Back in 2021, NFTs (non-fungible tokens) were all the rage. Companies and celebrities rushed to create and sell digital items, hoping to cash in on the hype. Nike joined the trend by buying RTFKT, a company known for its “digital shoes” and virtual collectibles. The idea was to blend sneaker culture with the digital world, offering fans unique items like the Cryptokicks IRL—a physical sneaker released under the RTFKT brand.
However, the excitement didn’t last. In December 2024, Nike announced on RTFKT’s X (formerly Twitter) account that it would wind down RTFKT operations by the end of January 2025. Since then, the project has been mostly silent, with only one person, Samuel Cardillo, appearing to maintain the brand. Recently, there was even confusion when artwork for RTFKT’s CloneX NFT project suddenly disappeared and then reappeared online.

Image: RTFKT.
A group of people who bought Nike’s NFTs are now suing the company in New York’s Eastern District court. They claim that Nike’s decision to shut down RTFKT left them with digital assets that lost their value overnight. The lawsuit accuses Nike of “pulling the rug out from under them” and says that buyers would not have purchased the NFTs if they had known they were “unregistered securities.”
The proposed class action lawsuit is seeking more than $5 million in damages, citing violations of consumer protection laws in New York, California, Florida, and Oregon. The buyers argue that Nike’s actions were unfair and that the company should have been more transparent about the risks involved.
The bigger picture: NFTs and uncertainty
Nike’s NFT troubles are not unique. Other big brands, like Starbucks with its Odyssey project, have also struggled to make NFTs work in the long run. The NFT market has cooled off since its peak, and many buyers are now questioning the value and security of their digital purchases.
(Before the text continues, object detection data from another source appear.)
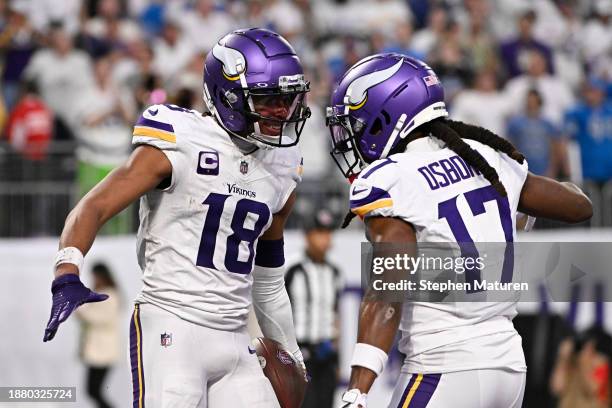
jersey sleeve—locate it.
[349,159,398,218]
[132,105,181,190]
[500,154,529,211]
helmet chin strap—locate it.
[230,133,259,154]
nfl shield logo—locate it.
[161,333,172,347]
[240,160,249,174]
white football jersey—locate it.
[133,105,301,330]
[351,137,527,373]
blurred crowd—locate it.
[0,0,612,220]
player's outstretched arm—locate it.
[253,191,304,363]
[342,217,416,408]
[43,146,172,341]
[518,173,593,223]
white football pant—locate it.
[389,369,526,408]
[130,304,280,408]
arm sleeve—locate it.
[132,105,181,190]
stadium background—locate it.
[0,0,612,407]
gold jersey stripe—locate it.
[132,126,176,143]
[134,305,144,408]
[402,374,423,408]
[351,198,393,217]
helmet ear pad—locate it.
[209,70,248,134]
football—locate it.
[253,337,307,408]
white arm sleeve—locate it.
[253,265,300,359]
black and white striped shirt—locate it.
[285,255,343,345]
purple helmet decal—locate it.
[344,61,402,110]
[327,54,448,177]
[204,28,310,148]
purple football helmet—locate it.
[204,28,310,148]
[327,54,448,178]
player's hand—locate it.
[293,349,310,382]
[43,273,108,342]
[342,388,368,408]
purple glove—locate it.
[43,273,108,341]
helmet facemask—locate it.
[208,74,310,148]
[325,105,367,179]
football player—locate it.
[327,54,592,408]
[44,29,310,408]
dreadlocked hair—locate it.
[342,119,525,228]
[421,119,516,197]
[444,119,525,164]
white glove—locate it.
[293,348,310,382]
[342,388,368,408]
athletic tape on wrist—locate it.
[351,343,388,376]
[54,247,83,271]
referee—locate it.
[285,209,343,408]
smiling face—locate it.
[253,95,296,136]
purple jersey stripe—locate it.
[408,374,442,408]
[130,305,145,408]
[397,374,417,408]
[255,239,285,268]
[351,185,391,209]
[359,159,397,178]
[136,116,174,133]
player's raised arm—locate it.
[253,191,304,364]
[518,173,593,222]
[43,146,172,341]
[342,217,416,408]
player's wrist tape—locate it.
[292,348,304,363]
[342,388,368,407]
[54,247,83,271]
[351,343,388,376]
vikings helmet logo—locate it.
[344,59,404,110]
[212,43,246,81]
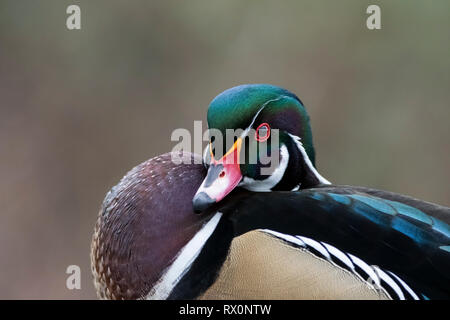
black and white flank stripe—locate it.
[261,229,420,300]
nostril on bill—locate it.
[192,192,215,213]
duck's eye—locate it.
[255,123,270,142]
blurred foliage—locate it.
[0,0,450,299]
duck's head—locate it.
[193,84,329,212]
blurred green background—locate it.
[0,0,450,299]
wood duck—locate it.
[91,85,450,299]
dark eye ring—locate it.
[255,122,270,142]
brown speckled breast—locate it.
[91,153,208,299]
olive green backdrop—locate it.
[0,0,450,299]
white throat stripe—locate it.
[146,212,222,300]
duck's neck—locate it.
[272,134,330,191]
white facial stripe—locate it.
[196,171,234,199]
[146,212,222,300]
[288,133,331,184]
[239,145,289,192]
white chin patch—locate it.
[239,145,289,192]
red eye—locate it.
[255,122,270,142]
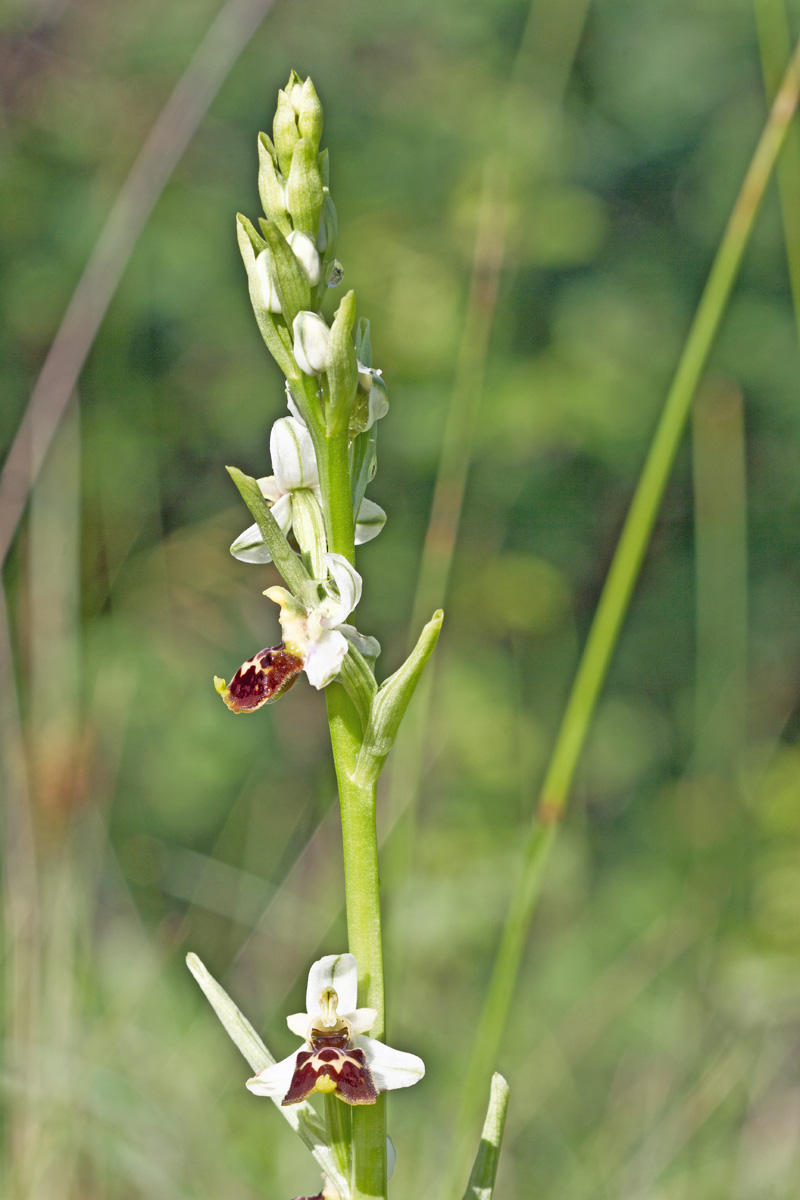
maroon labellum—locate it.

This lawsuit highlights the risks of investing in digital assets, especially when companies change direction or abandon projects. It also raises questions about how NFTs should be regulated and whether they count as securities under the law.
For now, Nike has not commented on the lawsuit. As the case moves forward, it could set an important precedent for how companies handle digital collectibles and the promises they make to their customers.
The story of Nike and RTFKT is a reminder that in the fast-moving world of tech and digital trends, not every gamble pays off—and sometimes, customers are left holding the bag.